Even this brief review highlights the centrality of reproductive violence and the control of women’s autonomy to the apparatus of occupation: through restrictions on movement, checkpoints, settler violence, and deprivation of supplies. As Palestinian scholars have emphasised “nationalist framings of reproduction and the idea of women’s bodies as vessels of population growth that must be controlled have framed the Palestinian woman’s womb as a weapon that must be curtailed”. When understood in this way, we can move beyond a narrow view of gender or reproductive violence as an individual harm committed by a perpetrator against a victim, and instead properly situate it as an intrinsic and inevitable aspect of oppressive regimes. 

Indeed, gender and reproductive violence have been inherent in systems of oppression throughout history, including slavery, colonisation, apartheid and genocide. For example, under South Africa’s apartheid regime black women were viewed as “impossible to rape” due to their so called “hypersexuality and licentiousness”, while measures were imposed that sought to control racial reproduction including through family planning policies that urged white women to have children and black women to limit family size, employer- and state-backed policies requiring black women to have contraceptive injections to retain jobs, and the more common use of sterilization for black women. In the United States, indigenous women endured a long history of sexual violence and reproductive injustice at the hands of colonial entities and policies.

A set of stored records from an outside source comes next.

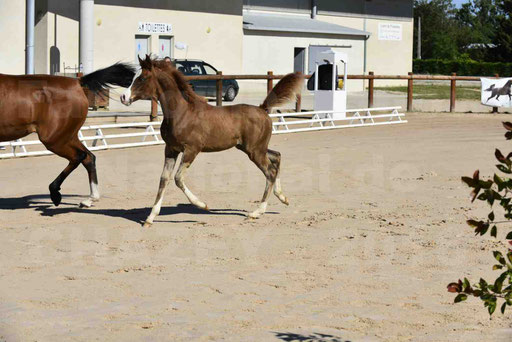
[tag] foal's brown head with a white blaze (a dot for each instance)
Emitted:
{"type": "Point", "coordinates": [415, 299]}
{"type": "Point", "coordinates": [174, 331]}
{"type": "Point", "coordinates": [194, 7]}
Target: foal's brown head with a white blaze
{"type": "Point", "coordinates": [144, 85]}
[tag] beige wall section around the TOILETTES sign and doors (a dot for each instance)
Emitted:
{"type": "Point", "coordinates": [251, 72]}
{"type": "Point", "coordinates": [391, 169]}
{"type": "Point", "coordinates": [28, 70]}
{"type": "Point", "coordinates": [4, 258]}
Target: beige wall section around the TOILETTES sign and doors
{"type": "Point", "coordinates": [216, 38]}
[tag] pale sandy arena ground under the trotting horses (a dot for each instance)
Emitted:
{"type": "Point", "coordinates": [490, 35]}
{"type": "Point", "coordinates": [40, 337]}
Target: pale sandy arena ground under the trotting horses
{"type": "Point", "coordinates": [374, 233]}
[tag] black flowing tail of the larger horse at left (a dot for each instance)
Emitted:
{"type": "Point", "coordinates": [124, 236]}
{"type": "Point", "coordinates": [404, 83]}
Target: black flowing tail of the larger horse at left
{"type": "Point", "coordinates": [119, 74]}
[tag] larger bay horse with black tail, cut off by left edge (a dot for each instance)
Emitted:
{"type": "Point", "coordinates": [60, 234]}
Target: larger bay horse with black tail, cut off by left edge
{"type": "Point", "coordinates": [56, 107]}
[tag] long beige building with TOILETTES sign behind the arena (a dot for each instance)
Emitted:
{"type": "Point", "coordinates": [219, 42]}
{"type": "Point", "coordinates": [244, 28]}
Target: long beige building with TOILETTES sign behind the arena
{"type": "Point", "coordinates": [235, 36]}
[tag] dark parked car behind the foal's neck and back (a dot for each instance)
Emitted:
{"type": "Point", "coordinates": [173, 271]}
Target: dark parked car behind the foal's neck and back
{"type": "Point", "coordinates": [207, 88]}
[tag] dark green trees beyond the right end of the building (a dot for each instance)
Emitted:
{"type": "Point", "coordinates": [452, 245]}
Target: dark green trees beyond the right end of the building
{"type": "Point", "coordinates": [480, 30]}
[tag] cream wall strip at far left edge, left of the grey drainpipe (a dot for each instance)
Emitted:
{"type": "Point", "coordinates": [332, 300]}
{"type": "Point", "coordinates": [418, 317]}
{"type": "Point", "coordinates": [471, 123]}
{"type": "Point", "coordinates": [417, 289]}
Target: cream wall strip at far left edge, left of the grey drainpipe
{"type": "Point", "coordinates": [12, 32]}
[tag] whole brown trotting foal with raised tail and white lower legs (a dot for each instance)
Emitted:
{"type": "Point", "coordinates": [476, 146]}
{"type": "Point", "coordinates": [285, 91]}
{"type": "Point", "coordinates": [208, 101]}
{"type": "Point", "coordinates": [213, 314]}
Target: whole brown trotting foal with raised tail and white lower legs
{"type": "Point", "coordinates": [191, 125]}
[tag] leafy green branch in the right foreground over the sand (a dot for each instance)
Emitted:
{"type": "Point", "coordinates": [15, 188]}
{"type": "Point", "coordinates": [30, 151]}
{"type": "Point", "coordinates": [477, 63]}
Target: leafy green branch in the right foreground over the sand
{"type": "Point", "coordinates": [496, 192]}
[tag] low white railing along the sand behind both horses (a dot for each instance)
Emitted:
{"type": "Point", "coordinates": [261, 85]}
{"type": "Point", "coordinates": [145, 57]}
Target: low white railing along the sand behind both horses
{"type": "Point", "coordinates": [286, 123]}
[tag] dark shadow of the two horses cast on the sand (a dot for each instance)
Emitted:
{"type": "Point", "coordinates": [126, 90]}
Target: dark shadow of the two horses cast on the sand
{"type": "Point", "coordinates": [44, 204]}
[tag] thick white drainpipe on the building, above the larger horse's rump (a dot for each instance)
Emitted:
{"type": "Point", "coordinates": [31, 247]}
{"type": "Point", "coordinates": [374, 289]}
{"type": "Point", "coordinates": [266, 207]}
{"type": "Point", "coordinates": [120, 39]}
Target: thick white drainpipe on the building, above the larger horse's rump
{"type": "Point", "coordinates": [87, 36]}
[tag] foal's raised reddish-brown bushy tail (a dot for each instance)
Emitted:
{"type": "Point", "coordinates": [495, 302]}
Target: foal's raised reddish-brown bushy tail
{"type": "Point", "coordinates": [285, 91]}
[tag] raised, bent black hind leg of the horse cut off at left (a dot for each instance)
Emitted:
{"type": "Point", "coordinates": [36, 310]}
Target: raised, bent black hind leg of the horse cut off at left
{"type": "Point", "coordinates": [75, 155]}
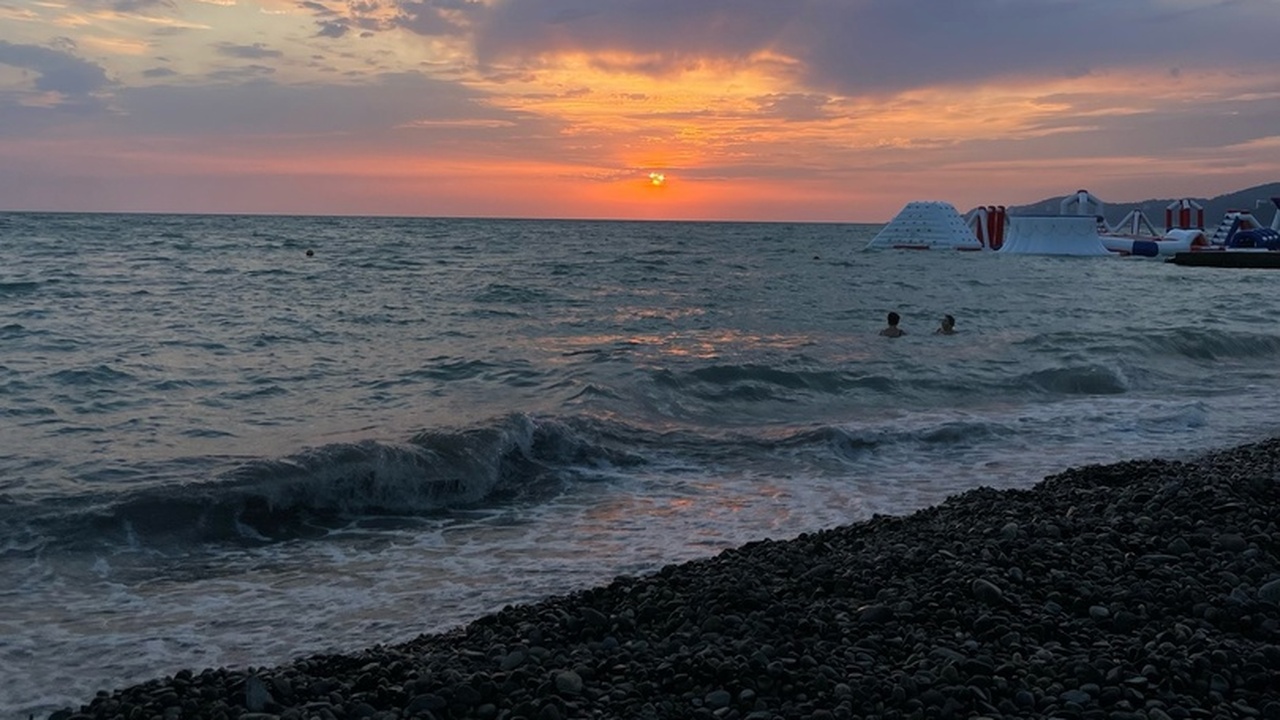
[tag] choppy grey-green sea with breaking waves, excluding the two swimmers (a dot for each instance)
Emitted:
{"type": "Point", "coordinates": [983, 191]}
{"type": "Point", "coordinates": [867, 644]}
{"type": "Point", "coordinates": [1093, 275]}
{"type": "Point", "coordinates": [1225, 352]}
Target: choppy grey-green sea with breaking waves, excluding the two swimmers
{"type": "Point", "coordinates": [235, 441]}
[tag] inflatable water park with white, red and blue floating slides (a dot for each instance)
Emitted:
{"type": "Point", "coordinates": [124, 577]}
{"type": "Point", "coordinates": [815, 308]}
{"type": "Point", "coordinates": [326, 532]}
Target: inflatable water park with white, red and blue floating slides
{"type": "Point", "coordinates": [1081, 229]}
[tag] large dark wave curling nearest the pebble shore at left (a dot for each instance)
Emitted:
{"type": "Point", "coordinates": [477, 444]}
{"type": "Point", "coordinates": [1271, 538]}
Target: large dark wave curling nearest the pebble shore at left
{"type": "Point", "coordinates": [313, 493]}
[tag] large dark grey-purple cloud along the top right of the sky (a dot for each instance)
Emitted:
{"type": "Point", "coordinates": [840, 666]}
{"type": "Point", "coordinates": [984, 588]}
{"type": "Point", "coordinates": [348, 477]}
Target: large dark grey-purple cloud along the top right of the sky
{"type": "Point", "coordinates": [889, 45]}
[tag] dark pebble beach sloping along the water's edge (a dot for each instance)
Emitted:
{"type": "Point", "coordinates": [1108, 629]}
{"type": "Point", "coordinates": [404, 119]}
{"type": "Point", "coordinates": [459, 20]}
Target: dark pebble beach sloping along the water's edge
{"type": "Point", "coordinates": [1144, 590]}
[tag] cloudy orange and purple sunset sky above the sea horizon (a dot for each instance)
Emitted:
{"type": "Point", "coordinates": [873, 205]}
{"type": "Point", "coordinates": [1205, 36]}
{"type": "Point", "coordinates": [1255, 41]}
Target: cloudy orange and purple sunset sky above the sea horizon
{"type": "Point", "coordinates": [660, 110]}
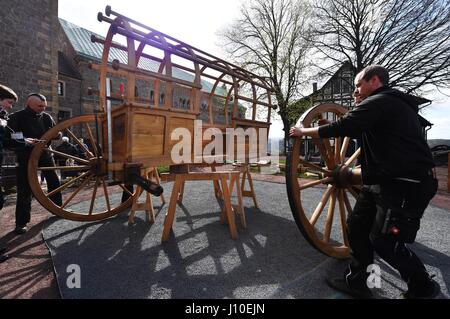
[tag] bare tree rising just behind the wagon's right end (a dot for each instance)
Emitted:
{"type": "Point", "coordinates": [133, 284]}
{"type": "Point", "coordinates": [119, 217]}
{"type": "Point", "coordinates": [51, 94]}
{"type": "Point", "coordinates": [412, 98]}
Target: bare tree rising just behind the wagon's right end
{"type": "Point", "coordinates": [271, 39]}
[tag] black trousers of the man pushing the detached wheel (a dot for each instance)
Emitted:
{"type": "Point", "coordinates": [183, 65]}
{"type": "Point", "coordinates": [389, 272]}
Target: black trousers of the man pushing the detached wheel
{"type": "Point", "coordinates": [384, 218]}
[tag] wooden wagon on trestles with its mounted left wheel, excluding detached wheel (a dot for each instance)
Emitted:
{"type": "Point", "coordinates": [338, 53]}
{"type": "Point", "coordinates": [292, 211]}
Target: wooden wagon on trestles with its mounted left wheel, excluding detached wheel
{"type": "Point", "coordinates": [139, 114]}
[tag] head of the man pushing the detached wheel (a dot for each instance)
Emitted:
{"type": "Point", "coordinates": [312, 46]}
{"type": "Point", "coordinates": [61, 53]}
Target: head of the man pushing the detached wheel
{"type": "Point", "coordinates": [370, 79]}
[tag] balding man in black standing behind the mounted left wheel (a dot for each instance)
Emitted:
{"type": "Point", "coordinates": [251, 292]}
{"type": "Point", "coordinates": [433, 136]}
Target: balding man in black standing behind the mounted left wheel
{"type": "Point", "coordinates": [29, 125]}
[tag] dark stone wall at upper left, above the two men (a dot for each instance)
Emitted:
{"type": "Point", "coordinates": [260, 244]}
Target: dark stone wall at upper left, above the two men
{"type": "Point", "coordinates": [28, 52]}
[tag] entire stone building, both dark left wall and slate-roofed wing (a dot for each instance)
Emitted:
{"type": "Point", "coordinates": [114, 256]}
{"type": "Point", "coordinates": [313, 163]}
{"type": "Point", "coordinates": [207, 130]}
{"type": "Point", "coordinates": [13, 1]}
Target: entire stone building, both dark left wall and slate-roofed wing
{"type": "Point", "coordinates": [41, 53]}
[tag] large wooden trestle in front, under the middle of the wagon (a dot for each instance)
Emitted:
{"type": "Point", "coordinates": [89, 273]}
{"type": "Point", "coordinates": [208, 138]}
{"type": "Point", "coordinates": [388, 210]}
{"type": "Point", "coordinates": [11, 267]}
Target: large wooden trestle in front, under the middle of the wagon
{"type": "Point", "coordinates": [219, 178]}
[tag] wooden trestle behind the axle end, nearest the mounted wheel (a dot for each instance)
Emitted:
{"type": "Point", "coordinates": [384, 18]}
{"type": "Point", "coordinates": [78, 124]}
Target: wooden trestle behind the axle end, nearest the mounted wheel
{"type": "Point", "coordinates": [147, 206]}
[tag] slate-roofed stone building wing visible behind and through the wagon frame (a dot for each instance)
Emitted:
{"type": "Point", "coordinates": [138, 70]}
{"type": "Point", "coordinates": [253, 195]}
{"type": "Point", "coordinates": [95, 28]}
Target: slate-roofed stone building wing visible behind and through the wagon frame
{"type": "Point", "coordinates": [77, 51]}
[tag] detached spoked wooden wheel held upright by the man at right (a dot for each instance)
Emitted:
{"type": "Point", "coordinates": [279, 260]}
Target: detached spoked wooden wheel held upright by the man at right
{"type": "Point", "coordinates": [336, 176]}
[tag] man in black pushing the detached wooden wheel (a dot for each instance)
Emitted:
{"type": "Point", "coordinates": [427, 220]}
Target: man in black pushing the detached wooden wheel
{"type": "Point", "coordinates": [398, 177]}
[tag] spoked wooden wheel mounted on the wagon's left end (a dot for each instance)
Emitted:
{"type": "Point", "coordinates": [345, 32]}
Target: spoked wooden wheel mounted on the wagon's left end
{"type": "Point", "coordinates": [88, 194]}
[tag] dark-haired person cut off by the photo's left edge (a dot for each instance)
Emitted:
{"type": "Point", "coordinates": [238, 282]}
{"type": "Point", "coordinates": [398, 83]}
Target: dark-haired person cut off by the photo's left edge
{"type": "Point", "coordinates": [7, 99]}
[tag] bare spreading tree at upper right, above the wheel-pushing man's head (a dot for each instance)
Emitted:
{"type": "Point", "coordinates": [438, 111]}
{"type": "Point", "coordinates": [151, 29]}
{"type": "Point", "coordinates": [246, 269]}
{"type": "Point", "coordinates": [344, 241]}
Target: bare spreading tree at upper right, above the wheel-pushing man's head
{"type": "Point", "coordinates": [409, 37]}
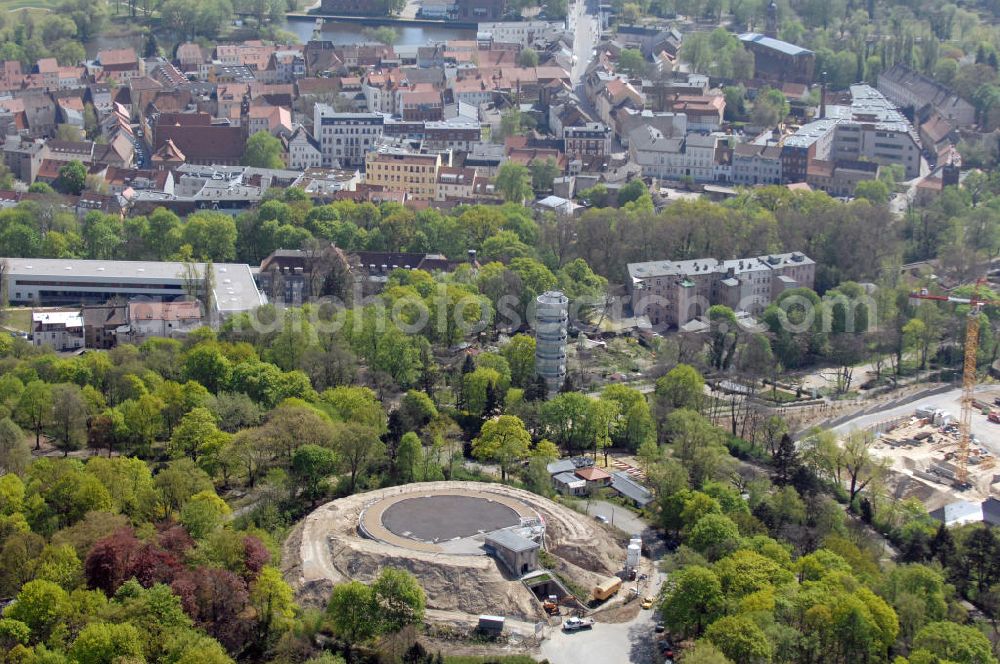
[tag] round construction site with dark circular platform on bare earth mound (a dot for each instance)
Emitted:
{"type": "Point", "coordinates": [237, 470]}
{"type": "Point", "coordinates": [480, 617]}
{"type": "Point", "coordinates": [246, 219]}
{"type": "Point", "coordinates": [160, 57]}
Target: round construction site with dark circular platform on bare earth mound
{"type": "Point", "coordinates": [475, 548]}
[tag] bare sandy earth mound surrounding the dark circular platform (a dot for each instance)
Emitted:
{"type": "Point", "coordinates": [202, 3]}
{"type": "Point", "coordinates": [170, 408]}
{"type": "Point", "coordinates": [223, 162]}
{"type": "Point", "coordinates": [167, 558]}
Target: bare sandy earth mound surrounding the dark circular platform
{"type": "Point", "coordinates": [327, 548]}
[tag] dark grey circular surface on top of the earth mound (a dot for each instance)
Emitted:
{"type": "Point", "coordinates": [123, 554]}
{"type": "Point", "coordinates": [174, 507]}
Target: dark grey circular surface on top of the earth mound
{"type": "Point", "coordinates": [437, 518]}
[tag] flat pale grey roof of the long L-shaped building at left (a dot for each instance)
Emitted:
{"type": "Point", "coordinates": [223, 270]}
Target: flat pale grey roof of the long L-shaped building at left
{"type": "Point", "coordinates": [235, 289]}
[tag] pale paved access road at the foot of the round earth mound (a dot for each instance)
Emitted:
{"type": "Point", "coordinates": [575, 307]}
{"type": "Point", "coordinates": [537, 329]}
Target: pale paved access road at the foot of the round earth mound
{"type": "Point", "coordinates": [608, 643]}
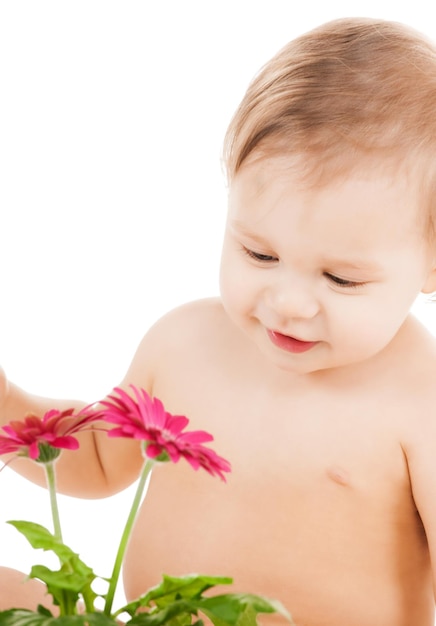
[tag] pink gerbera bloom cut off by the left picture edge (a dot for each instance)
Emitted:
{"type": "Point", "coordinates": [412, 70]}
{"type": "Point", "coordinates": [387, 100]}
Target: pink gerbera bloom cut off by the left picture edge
{"type": "Point", "coordinates": [55, 429]}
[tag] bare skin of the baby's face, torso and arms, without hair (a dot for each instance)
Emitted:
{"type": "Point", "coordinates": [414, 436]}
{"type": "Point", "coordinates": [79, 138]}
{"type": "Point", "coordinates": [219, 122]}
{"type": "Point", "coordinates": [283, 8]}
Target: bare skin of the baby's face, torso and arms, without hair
{"type": "Point", "coordinates": [329, 505]}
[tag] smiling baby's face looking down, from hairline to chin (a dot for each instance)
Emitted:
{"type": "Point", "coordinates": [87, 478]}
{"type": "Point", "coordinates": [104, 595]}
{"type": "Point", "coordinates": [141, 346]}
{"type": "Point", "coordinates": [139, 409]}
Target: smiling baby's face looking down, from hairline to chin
{"type": "Point", "coordinates": [325, 277]}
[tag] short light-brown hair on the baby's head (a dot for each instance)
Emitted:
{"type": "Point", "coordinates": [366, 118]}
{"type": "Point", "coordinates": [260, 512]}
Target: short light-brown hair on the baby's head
{"type": "Point", "coordinates": [351, 90]}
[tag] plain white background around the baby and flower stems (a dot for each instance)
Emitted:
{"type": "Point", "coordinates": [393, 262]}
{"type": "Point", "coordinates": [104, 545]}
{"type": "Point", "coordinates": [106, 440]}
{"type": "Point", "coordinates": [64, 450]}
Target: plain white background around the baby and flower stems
{"type": "Point", "coordinates": [112, 198]}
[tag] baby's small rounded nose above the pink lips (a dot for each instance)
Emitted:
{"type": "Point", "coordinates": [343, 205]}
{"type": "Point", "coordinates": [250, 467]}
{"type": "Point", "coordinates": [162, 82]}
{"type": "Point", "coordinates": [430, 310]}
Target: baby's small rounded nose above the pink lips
{"type": "Point", "coordinates": [291, 297]}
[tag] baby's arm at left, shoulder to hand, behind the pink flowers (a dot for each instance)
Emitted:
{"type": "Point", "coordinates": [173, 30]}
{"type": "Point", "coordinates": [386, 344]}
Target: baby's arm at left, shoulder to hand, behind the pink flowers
{"type": "Point", "coordinates": [103, 466]}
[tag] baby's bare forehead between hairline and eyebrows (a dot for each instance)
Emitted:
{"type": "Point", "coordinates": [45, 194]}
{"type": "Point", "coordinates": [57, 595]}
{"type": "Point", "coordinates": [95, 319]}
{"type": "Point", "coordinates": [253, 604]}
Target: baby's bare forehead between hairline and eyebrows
{"type": "Point", "coordinates": [376, 193]}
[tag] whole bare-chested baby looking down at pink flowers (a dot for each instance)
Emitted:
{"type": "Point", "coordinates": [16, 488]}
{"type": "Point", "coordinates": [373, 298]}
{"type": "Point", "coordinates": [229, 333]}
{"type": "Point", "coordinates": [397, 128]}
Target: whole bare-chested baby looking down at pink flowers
{"type": "Point", "coordinates": [316, 382]}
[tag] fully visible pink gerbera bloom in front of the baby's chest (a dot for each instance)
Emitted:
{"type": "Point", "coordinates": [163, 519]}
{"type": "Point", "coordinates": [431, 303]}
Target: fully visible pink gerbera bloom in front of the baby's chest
{"type": "Point", "coordinates": [146, 419]}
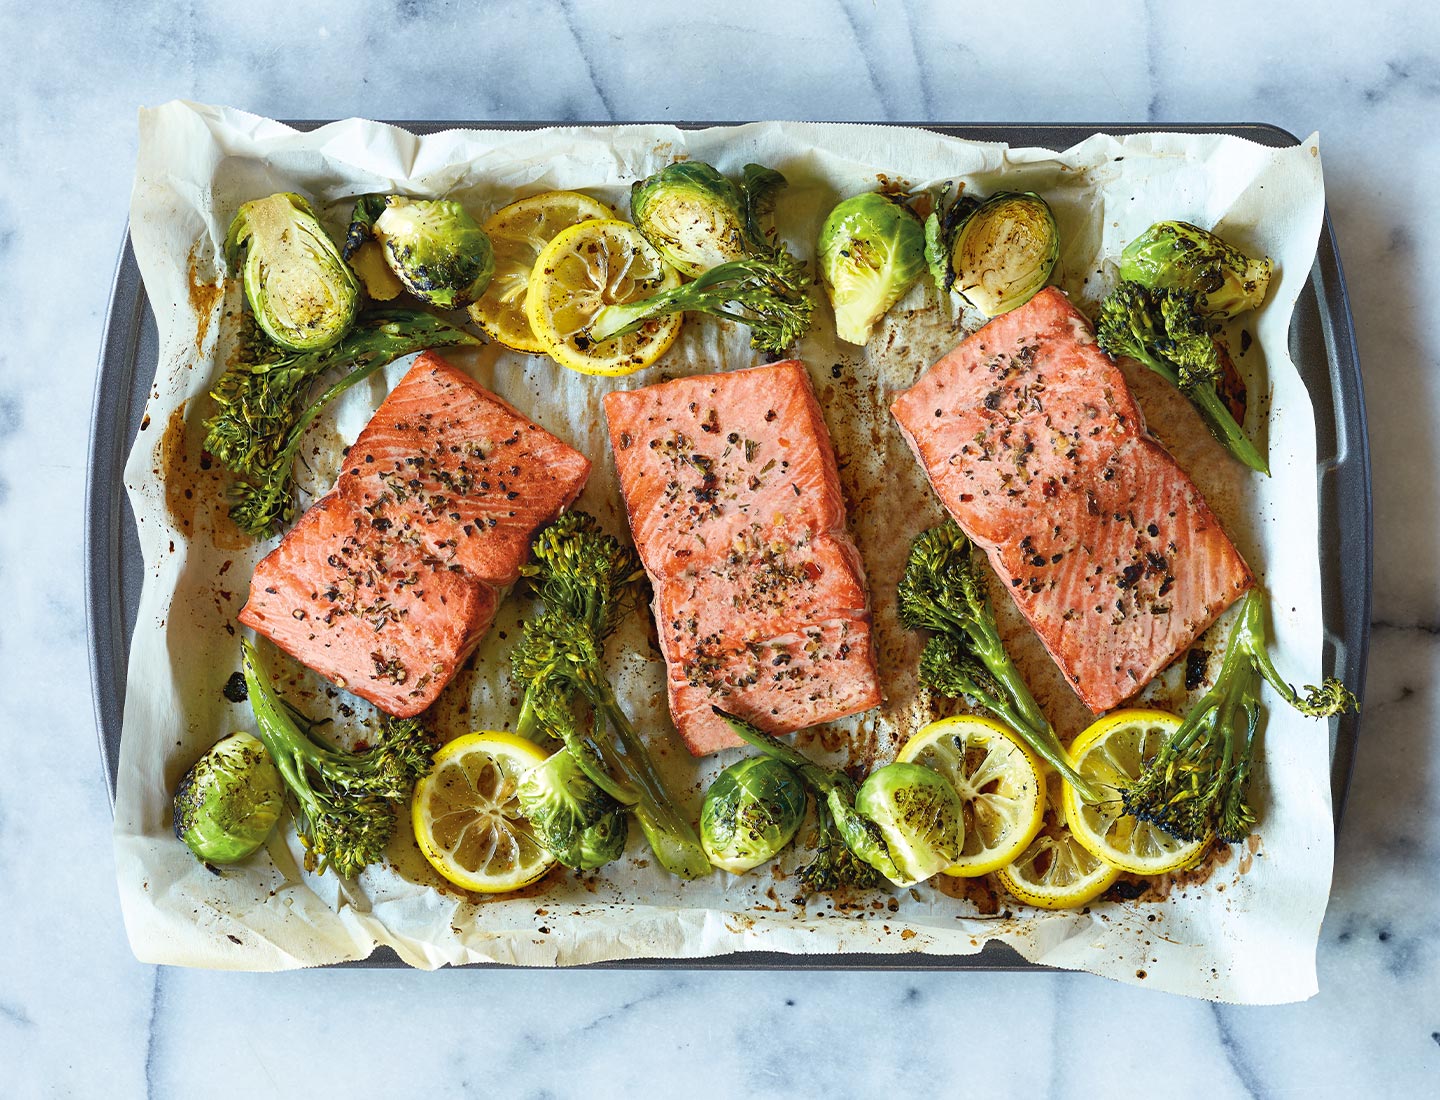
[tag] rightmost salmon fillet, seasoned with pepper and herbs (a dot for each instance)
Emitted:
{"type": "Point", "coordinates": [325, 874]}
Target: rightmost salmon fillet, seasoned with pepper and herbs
{"type": "Point", "coordinates": [1038, 448]}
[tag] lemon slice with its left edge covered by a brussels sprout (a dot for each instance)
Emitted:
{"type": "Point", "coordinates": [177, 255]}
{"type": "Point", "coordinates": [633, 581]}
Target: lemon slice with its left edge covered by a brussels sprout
{"type": "Point", "coordinates": [999, 781]}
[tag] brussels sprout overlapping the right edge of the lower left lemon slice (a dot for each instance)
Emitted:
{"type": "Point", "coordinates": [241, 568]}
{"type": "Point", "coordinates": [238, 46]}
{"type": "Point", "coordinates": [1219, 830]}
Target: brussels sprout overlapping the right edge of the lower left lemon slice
{"type": "Point", "coordinates": [574, 820]}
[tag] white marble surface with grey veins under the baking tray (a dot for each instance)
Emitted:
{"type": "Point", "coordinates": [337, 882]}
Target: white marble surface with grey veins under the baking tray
{"type": "Point", "coordinates": [78, 1017]}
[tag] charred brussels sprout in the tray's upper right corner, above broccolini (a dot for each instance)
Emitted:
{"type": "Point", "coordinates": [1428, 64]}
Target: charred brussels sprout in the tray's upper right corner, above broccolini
{"type": "Point", "coordinates": [1180, 257]}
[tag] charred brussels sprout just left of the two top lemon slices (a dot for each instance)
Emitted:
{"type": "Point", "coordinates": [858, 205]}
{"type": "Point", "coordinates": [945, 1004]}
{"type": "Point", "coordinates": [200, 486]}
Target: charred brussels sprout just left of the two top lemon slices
{"type": "Point", "coordinates": [437, 250]}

In the 1970s, 25 per cent of Native American women of child-bearing age were sterilised – often under duress or without their consent – following the passage of the Family Planning Services and Population Research Act of 1970. This legacy continues as Native American women suffer one of the highest rates of sexual violence for which there is little accountability and continue to have higher rates of sterilisation than the rest of the population. 

This dehumanisation and ‘other’-ing of oppressed women’s bodies in disparate situations and across history highlights that reproductive justice will always lack under the framework of occupation, colonisation and genocide. Unless Palestine is liberated, there is no possibility for reproductive justice. 

Ultimately, as international lawyers it is incumbent on us to ensure our analyses understand and unpack the gendered impact of the Israeli occupation and apartheid across occupied Palestine, and the most recent military assault on Gaza, to reveal the full panoply of crimes which are often rendered invisible. South Africa’s submissions before the ICJ relating to the imposition of measures intended to prevent births goes some way in this regard. But further work is necessary to understand the gendered and reproductive impacts of the crimes committed by Israel which cannot be divorced from the wider context of occupation and colonialism. If international law is unable to reckon with these structural injustices, then it is responsible for breeding the very impunity it was created to overcome.